Since Friday, several European leaders have urged the U.K. to invoke Article 50 of the EU Treaties, which would trigger the complicated legal and technical process of disentangling the country from the bloc. French President François Hollande and other French politicians have led these calls and were echoed by the heads of the EU’s main institutions, European Commission President Jean-Claude Juncker and European Parliament President Martin Schulz.
Britain should invoke the mechanism as soon as next Tuesday, when European leaders gather for the European Council meeting in Brussels, Mr. Schulz told German weekly Bild am Sonntag.
Dragging out the exit procedure would lead to “even more uncertainty and could threaten jobs…That is why we are demanding that the British government delivers now. The summit this coming Tuesday would be an appropriate timing for that,” he said.
Even in Germany, senior members of the Social Democratic party, junior partner in Ms. Merkel’s coalition, have joined the chorus. On Saturday, Foreign Minister Frank-Walter Steinmeier joined his counterparts from the EU’s founding members in urging the U.K. to kick off departure proceedings as soon as possible.
“The British people have now decided that they would go. We won’t hold talks about what else we could now offer the British so that they stay,” Social-Democrat Sigmar Gabriel, Germany’s economics minister, said in an interview with daily Handelsblatt released Sunday. There was no “half-membership,” he added.

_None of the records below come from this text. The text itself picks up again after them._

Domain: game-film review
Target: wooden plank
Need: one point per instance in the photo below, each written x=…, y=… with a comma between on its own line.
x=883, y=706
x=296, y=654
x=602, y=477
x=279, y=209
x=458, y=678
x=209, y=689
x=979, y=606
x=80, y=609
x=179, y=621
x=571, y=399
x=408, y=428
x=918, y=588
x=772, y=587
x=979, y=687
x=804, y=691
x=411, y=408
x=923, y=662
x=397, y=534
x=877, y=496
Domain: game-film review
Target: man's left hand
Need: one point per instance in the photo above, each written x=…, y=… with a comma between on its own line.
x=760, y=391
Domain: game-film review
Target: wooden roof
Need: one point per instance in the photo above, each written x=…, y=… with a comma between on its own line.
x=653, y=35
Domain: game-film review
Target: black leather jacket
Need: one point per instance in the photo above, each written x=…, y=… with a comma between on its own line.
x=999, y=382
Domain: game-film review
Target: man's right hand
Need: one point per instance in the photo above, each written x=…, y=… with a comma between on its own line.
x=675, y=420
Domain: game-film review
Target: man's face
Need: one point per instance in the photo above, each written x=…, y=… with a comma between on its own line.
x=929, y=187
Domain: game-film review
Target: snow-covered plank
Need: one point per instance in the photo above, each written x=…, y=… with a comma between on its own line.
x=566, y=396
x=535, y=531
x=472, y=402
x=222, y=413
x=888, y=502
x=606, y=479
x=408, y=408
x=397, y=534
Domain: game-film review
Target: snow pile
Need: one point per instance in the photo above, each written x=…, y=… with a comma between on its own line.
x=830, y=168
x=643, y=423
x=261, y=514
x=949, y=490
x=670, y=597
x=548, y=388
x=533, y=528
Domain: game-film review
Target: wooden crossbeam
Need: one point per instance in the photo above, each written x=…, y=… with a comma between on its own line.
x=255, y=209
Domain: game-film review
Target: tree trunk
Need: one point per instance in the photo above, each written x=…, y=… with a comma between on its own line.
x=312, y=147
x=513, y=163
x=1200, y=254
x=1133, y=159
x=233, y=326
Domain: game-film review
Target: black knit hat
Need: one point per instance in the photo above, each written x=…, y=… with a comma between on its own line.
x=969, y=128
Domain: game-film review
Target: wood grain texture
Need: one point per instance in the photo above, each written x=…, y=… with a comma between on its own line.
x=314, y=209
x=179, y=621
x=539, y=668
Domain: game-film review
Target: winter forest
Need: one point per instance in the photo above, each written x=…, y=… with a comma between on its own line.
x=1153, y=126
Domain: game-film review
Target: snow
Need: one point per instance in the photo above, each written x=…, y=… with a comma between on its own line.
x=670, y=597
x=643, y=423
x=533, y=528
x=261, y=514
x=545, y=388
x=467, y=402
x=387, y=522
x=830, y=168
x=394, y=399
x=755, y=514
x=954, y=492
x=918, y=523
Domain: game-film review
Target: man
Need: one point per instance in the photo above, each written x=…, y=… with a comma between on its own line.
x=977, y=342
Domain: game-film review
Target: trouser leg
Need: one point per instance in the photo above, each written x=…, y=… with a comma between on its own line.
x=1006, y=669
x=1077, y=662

Advocates of a swift and clean British exit say prolonged uncertainty over whether the U.K. will leave or remain in the EU could unleash severe market volatility and force companies in Britain and on the continent to freeze investments and expansion plans as they await a resolution.
They also fear a lenient treatment of Britain — especially any suggestion that it may now be allowed to renegotiate a less onerous version of its EU membership — would only embolden other euroskeptic, anti-establishment insurgencies from France to the Netherlands, and Austria, where populists groupings have called for their own membership referendums.
Speaking on Saturday, Ms. Merkel made clear she had no such concern.
“I don’t think the negotiations (about the U.K. leaving the EU) should have a deterring effect,” she told a press conference. “There is no reason to be particularly nasty during these negotiations. They should be conducted in a rational way.”
In her friendly approach, Ms. Merkel is heeding calls from her country’s business community. If Britain couldn’t be kept in the EU, they have said, it should be offered a different partnership with generous trade terms.
On Sunday, Johannes Teyssen, chief executive of energy group Eon SE, told the Bild daily “as much as possible, we should keep Britain into the single market for goods and services.”
But as he — and several German officials — also pointed out, this would require concessions from Britain. For nonmembers to access the EU’s single market, they must allow citizens of the bloc to live and work in the country as they please, something that could be difficult for London to accept given British voters’ impatience with high immigration from the EU in recent years.